The recording industry is back in a federal courtroom today, trying to prove its allegation that a Minnesota woman engaged in illegal sharing of copyrighted music on the Internet.
Attorney Tim Reynolds told a federal jury in Minneapolis Monday they'll prove that Jammie Thomas-Rasset of Brainerd illegally shared 24 songs on the Kazaa network.
While the industry is only trying to prove the downloading of a few songs, Reynolds alleges Thomas-Rasset made 1,700 songs available on Kazaa.
He says illegal downloading is costing the music industry billions of dollars and thousands of jobs.
Defense attorney Kiwi Camara countered that the record companies can't prove that Thomas-Rasset illegally shared any songs.
This is second trial for Thomas-Rasset.
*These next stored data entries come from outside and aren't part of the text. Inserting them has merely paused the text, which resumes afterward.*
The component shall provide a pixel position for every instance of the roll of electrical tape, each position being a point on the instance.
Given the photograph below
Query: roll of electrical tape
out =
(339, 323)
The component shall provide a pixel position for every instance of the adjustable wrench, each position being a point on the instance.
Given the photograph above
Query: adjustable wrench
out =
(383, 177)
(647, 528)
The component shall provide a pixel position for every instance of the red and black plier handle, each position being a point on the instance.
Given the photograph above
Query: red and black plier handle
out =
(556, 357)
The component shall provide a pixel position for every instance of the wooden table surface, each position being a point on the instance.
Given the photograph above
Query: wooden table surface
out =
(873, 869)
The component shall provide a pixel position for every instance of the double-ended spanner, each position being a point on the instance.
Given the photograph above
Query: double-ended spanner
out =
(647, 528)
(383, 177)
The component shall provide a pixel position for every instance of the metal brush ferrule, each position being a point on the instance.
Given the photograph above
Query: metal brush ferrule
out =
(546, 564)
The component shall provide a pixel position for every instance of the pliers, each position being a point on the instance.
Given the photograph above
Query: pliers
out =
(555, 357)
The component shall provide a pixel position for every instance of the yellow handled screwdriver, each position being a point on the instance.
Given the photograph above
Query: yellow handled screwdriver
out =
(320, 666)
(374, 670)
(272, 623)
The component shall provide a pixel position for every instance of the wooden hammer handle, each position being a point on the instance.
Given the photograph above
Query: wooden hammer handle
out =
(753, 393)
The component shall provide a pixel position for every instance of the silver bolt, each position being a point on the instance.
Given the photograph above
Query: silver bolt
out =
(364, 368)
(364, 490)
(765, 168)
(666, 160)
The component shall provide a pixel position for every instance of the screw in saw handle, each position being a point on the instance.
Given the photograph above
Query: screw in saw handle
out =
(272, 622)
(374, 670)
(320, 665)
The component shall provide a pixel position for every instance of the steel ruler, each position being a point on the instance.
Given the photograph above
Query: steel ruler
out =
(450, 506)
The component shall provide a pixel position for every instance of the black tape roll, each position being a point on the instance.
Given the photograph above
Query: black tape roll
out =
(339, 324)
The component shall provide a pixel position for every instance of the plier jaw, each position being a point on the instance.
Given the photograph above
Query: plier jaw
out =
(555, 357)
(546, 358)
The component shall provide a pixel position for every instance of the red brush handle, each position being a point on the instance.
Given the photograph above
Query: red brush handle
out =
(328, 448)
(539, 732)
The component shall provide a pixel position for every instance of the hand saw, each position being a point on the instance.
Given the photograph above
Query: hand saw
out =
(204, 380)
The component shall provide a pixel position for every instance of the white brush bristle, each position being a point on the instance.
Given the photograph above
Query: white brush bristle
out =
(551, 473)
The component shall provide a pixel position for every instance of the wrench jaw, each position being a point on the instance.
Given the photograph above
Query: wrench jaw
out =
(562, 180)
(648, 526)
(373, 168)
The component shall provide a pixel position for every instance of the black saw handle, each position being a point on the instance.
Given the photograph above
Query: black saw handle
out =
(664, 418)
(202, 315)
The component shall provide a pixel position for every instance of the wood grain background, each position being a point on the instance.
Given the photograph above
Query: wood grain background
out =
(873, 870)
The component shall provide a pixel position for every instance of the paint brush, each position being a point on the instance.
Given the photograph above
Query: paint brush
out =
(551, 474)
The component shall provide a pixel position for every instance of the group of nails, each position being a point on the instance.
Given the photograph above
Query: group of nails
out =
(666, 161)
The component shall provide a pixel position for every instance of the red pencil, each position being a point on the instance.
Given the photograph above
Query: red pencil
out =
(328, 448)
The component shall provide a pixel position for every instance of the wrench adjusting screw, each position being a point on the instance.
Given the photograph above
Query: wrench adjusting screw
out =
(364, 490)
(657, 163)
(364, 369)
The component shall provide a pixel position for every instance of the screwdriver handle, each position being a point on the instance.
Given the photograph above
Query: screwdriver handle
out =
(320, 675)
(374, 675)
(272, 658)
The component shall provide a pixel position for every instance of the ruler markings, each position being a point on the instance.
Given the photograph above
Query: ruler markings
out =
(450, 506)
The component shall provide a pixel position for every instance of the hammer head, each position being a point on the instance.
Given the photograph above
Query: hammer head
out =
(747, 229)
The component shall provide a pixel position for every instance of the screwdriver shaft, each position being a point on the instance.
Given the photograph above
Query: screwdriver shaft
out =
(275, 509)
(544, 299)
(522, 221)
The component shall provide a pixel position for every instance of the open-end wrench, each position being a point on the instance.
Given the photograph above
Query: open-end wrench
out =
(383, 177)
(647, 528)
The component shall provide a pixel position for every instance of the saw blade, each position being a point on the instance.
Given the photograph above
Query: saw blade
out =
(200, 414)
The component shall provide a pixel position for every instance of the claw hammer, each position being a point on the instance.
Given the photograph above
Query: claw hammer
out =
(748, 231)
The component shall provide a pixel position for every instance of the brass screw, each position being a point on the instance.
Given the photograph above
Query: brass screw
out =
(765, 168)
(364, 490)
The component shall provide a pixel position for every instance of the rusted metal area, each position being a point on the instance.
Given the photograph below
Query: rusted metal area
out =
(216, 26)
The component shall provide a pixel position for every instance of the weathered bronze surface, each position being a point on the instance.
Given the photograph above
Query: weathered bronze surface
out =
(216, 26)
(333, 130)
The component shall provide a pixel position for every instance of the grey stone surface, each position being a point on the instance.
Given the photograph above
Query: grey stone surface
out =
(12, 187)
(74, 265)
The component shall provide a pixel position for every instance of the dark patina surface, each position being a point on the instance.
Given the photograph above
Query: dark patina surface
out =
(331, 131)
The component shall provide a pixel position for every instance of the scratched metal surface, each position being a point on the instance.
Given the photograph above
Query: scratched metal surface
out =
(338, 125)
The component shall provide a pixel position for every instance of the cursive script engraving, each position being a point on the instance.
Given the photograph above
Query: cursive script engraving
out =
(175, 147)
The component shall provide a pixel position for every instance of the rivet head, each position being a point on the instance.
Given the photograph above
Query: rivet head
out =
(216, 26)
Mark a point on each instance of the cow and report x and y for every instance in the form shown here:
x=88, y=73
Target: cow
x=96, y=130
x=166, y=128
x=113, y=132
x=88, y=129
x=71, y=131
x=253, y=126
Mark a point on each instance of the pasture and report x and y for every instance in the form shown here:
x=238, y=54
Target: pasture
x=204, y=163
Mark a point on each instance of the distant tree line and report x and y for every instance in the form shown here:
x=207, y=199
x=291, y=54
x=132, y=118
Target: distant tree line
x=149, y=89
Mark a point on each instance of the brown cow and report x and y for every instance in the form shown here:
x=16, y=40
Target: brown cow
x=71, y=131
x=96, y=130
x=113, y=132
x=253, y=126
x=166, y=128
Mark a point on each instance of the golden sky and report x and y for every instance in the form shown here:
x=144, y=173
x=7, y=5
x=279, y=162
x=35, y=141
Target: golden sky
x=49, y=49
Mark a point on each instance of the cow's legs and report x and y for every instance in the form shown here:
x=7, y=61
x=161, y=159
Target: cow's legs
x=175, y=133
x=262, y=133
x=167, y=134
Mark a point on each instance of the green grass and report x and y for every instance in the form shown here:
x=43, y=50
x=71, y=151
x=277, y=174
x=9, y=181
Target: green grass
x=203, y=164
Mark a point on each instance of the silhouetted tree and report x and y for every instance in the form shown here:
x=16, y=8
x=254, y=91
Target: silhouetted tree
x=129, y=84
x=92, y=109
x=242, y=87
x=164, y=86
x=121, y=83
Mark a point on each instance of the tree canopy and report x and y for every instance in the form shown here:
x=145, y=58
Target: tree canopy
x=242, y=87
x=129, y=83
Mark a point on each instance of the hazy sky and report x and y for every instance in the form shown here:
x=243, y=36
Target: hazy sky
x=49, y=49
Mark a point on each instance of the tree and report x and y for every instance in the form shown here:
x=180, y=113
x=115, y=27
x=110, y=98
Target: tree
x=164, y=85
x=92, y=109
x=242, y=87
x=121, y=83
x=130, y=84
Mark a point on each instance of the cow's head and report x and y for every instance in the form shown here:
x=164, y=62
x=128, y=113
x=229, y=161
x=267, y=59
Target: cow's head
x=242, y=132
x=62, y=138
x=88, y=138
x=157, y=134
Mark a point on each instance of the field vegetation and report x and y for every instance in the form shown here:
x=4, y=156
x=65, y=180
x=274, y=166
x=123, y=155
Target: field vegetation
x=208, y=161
She lost her first trial in 2007, when a jury in Duluth awarded the record companies $222,000.
But U.S. District Judge Michael Davis later concluded he made a mistake in his jury instructions and ordered the retrial.
This time, Judge Davis will tell jurors the record companies need to prove that someone actually downloaded the music Thomas-Rasset allegedly made available over the Internet.
Last time, he told the jury the plaintiffs didn't have to prove anyone downloaded the copyright-protected songs.
The companies suing are subsidiaries of four major recording companies.